As you read this, I am on my way to the Upper Missouri Breaks National Monument for some backcountry camping, and maybe some coyote hunting. You see, to me, sitting inside my apartment by myself for weeks on end sounds like an especially cruel form of torture. So when I heard everything would be closing down and human interaction was strongly discouraged, I decided I would escape to a place where being alone is a bonus.

In the great outdoors, I want to be alone.

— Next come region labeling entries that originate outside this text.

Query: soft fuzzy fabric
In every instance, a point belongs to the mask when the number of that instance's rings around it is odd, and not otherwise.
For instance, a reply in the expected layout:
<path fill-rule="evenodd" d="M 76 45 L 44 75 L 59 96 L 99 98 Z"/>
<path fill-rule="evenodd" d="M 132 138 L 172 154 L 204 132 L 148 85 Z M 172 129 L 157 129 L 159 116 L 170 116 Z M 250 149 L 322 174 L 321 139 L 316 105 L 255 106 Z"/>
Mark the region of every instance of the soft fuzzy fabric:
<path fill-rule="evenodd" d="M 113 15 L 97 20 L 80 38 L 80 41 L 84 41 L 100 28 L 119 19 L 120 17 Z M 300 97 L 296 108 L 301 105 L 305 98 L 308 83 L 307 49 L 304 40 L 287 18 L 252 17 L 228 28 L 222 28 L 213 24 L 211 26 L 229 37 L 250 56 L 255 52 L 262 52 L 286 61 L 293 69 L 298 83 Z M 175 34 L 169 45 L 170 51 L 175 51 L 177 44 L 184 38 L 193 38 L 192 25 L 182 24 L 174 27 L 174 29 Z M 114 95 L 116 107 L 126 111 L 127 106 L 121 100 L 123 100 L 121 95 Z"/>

The peace, quiet, and solitude are restorative to my mind and spirit, unlike the loneliness and depression that sets in when locked inside for extended periods of time. There are numerous studies that show real mental health benefits to outdoor activity, benefits that include “psychological healing” and “reductions in stress and anxiety.” Setting out into the wilderness also gives me an opportunity to stay active instead of lounging on the couch for weeks on end. There is probably no better way to train for elk hunting than putting on a heavy pack and hiking into the mountains.

Let’s use this forced break from work and social interaction to get outside. Even if you can’t make it out to a wilderness area or national park (yes, many of them are still open as of this writing), head to your local state park, or even pitch a tent in the backyard and convince your kids they’re on an adventure to break the monotony. Go for walks. In this crazy and uncertain time, the boost to your mood you’ll experience by getting out into nature can make all the difference.